Ohio’s population no longer mirrors the nation. It is slightly older and less educated than the US overall. Approximately two-thirds of the voters in the 2020 election were ages 45 and older, including a quarter who were 65 and up. 56% of the older voters supported Trump. Additional data showed that those who stayed home amongst registered voters were predominantly younger voters. 70% were under the age of 45. The survey also showed that the vast majority of Ohio voters were predominantly white. Also, two-thirds of white voters without a college degree voted for Trump.
In taking a deeper dive at the survey data in Ohio, does this really mean that we are no longer a swing state? There is one key factor that will determine whether the 2024 presidential election will be competitive in Ohio again. Getting out the vote has always been crucial in tight races, and Georgia showed the country how effective campaigning in heavily populated urban and suburban counties across major cities made a difference for Democrats.
In 2019, the Black voting population in Georgia reached a record high of 2.5 million eligible voters, making up a third of the state’s electorate. The Latino and Asian American voting populations have also grown, more than tripling in size between 2000 and 2019, but, still at a smaller share, 5% and 3%, respectively. Asian Americans, being one of its fastest-growing demographics, increased by 47 percent from 2012 to 2018. White voters also grew but at a much lower rate. As a result, the White voter share declined by 11 points during this period, but still held a majority (58%) of the Georgia electorate in 2019.

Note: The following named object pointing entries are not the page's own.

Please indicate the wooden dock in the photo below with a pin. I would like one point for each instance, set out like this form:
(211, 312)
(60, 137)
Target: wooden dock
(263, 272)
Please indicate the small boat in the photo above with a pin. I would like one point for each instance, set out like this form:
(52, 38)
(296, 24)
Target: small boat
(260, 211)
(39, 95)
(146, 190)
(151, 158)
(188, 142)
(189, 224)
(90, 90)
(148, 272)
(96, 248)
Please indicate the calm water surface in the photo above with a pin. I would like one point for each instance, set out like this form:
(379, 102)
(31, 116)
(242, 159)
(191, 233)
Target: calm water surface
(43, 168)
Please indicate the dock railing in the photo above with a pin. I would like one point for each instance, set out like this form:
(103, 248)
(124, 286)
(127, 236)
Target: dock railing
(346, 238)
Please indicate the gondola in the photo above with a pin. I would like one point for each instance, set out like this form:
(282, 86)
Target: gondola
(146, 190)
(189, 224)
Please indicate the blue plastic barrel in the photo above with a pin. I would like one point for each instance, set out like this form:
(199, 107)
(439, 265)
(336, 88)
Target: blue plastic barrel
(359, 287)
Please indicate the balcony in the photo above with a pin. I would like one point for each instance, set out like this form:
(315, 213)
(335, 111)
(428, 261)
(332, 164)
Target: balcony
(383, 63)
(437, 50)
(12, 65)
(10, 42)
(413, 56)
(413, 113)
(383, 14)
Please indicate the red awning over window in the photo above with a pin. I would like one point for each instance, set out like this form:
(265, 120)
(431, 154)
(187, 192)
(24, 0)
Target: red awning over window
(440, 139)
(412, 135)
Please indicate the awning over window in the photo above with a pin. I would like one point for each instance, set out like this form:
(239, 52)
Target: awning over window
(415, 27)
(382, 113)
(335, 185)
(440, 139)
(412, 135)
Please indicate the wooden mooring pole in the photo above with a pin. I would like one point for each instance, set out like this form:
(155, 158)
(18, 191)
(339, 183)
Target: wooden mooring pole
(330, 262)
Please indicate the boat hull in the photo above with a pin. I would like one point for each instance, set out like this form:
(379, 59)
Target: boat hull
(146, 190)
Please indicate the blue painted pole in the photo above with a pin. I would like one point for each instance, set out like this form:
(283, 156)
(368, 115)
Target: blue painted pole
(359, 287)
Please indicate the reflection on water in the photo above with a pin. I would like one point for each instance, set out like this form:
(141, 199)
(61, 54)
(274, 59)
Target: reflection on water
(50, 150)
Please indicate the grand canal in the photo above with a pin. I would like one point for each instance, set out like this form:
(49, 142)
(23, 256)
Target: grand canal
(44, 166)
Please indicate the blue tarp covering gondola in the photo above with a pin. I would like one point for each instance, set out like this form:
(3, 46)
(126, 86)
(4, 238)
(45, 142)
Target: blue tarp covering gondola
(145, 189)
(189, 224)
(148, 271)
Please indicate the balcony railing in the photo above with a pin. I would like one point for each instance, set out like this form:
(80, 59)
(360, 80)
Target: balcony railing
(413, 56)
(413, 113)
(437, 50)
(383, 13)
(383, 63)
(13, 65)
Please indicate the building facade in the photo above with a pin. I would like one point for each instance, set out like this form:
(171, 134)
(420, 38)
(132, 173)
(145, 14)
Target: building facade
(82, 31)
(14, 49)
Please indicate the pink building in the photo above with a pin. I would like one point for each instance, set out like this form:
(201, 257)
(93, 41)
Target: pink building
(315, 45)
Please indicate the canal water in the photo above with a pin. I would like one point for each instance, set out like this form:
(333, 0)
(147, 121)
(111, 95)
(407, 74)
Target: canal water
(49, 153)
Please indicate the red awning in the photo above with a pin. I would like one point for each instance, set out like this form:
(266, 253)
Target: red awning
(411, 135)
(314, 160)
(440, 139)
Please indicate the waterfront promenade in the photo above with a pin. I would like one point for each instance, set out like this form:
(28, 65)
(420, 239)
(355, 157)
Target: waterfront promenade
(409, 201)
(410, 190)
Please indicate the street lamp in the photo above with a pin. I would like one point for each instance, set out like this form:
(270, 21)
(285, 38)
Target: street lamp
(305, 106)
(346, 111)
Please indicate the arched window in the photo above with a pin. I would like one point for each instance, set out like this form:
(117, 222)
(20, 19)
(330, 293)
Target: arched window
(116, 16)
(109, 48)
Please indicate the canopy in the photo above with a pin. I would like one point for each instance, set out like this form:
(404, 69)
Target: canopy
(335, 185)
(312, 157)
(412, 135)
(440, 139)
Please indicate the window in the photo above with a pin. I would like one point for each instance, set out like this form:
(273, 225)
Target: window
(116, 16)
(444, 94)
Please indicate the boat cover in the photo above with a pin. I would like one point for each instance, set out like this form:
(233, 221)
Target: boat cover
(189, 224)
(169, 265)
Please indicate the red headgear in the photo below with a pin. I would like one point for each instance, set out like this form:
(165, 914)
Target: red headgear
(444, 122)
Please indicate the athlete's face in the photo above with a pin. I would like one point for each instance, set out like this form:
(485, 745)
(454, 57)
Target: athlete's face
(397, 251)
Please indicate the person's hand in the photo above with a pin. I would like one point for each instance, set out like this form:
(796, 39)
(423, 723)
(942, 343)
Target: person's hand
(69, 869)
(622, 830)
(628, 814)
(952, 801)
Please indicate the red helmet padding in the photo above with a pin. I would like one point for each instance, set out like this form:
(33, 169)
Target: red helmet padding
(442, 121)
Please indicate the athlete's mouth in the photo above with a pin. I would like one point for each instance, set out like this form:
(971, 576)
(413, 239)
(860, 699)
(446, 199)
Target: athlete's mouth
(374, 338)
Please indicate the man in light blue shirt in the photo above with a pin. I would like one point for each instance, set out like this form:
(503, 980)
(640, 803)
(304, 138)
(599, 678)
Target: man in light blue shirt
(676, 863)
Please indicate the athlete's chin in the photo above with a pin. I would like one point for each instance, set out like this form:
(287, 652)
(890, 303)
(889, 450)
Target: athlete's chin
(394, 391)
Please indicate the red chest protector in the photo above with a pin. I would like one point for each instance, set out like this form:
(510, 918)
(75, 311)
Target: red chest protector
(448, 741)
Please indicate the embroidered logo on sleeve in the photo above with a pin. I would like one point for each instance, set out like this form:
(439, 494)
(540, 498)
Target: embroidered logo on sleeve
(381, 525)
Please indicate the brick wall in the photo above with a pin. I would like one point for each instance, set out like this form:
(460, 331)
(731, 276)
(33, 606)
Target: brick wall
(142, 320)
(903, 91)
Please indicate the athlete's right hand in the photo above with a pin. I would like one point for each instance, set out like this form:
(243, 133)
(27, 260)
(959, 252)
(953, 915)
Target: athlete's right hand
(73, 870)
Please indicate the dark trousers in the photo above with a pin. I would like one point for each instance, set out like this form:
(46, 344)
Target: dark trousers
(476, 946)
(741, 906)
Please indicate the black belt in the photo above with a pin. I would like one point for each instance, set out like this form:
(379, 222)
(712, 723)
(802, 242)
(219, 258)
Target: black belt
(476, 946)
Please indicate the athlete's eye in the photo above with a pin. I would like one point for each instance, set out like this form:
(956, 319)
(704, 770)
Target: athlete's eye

The heroine in this effort can be credited to former Georgia House Minority Leader Stacey Abrams, who lost a close race in the 2018 Governor’s race. During that election, she highlighted voter suppression tactics and issues against black and brown communities across Georgia. Determined to fight back, she started Fair Fight, a PAC focused on preventing illegal voter purges, poll closures, long lines at polling stations, and most importantly, on a voter’s right to vote.
During her tenure as a lawmaker, Abrams partnered with community-based organizations to increase civic participation among Asian Americans and immigrant communities, which have historically been neglected by political campaigns. She regularly attended AAPI community events, admired the AAPI unity efforts, and launched the first statewide campaign to have a comprehensive Asian American program with an Asian American staff leading a multilingual outreach effort. As a result of her outreach efforts, there are now 5 Asian American lawmakers in Georgia at the state level.
Abrams highlighted Georgia’s racial and ethnic diversification as a major driver behind Joe Biden’s victory. Abram’s two voting rights organizations, Fair Fight and The New Georgia Project registered more than 800,000 new voters, with a focus on people of color, leading up to the election. The state’s Asian American and Pacific Islander population experienced unprecedented levels of outreach, leading to a turnout that broke records. A historically GOP district swung blue, and Biden won the state of Georgia with a narrow margin of 0.2% (12,000 votes).
What if Ohio can get out the vote in 2024 by mobilizing more young voters and people of color to register and vote? What can state and local lawmakers do to educate and engage these communities, similar to what Abrams did in Georgia? Even though the demographics are changing, can Ohio still be a swing state again with a laser-focused approach to mobilizing in people of color communities? What occurred in Georgia can also happen in Ohio. With the mantra of every vote counts, can Ohio do the same in future elections to make a difference in the margin?